Já havia publicado alguns livros onde construíra personagens, os mais simples e os mais complexos, fazendo, porém, o arremate: todo homem, a princípio, é igual em suas dores, força, anseios, medo e fraquezas. As diferenças foram criadas pelo próprio homem, para viver na ilusão de que é diverso do outro.
Cláudio nunca precisou trabalhar em toda a sua existência. Era filho único de uma família riquíssima. A sua herança lhe permitia viver essa e outras vidas sem levantar uma palha. Mas, apesar de todo o dinheiro que tinha, era simples e despojado. Ao passar pelas ruas, quem não o conhecia, nunca suspeitaria do quão rico era. As suas roupas eram comuns; os seus sapatos, gostava de usá-los até ficarem muito gastos. Dizia que quanto mais velhos mais confortáveis. Tinha verdadeira adoração pelos seus antigos casacos de couro: amava as pequenas linhas e rugas que se formavam no couro pelos anos de uso. Cláudio não era o milionário brincando de menino pobre. Ele era, pura e simplesmente, ele mesmo em toda sua essência, sem verniz, sem máscaras. Tinha amigos pobres e transitava em suas casas sem se sentir deslocado com as diferenças. Para ele, tanto fazia tomar café numa xícara de duralex, como numa de porcelana chinesa da época "Tang", "Song" e, por fim, "Ming". Era o que sempre dizia aos seus amigos esnobes.

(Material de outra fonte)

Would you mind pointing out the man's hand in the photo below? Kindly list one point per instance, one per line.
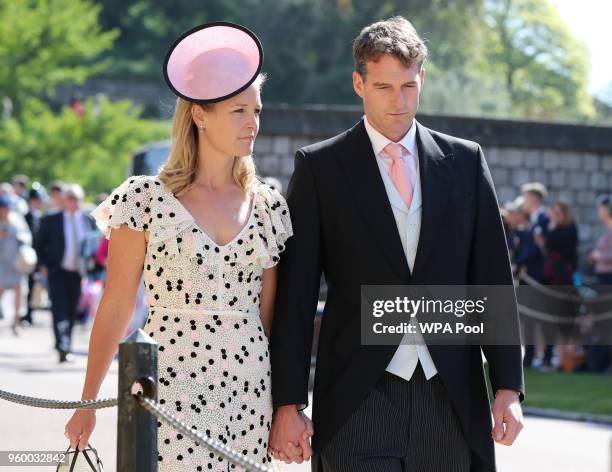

Cláudio não se interessou em aprender a dirigir e, sempre que podia, dispensava motorista. Adorava andar a pé pelas ruas de Lisboa. O som produzido pelo simples atrito da sola do sapato ou da sandália no calçamento das ruas, lhe acariciava os ouvidos, e, enquanto caminhava, ele se deixava embalar por esse som, e sua mente viajava e criava novos personagens para novas histórias.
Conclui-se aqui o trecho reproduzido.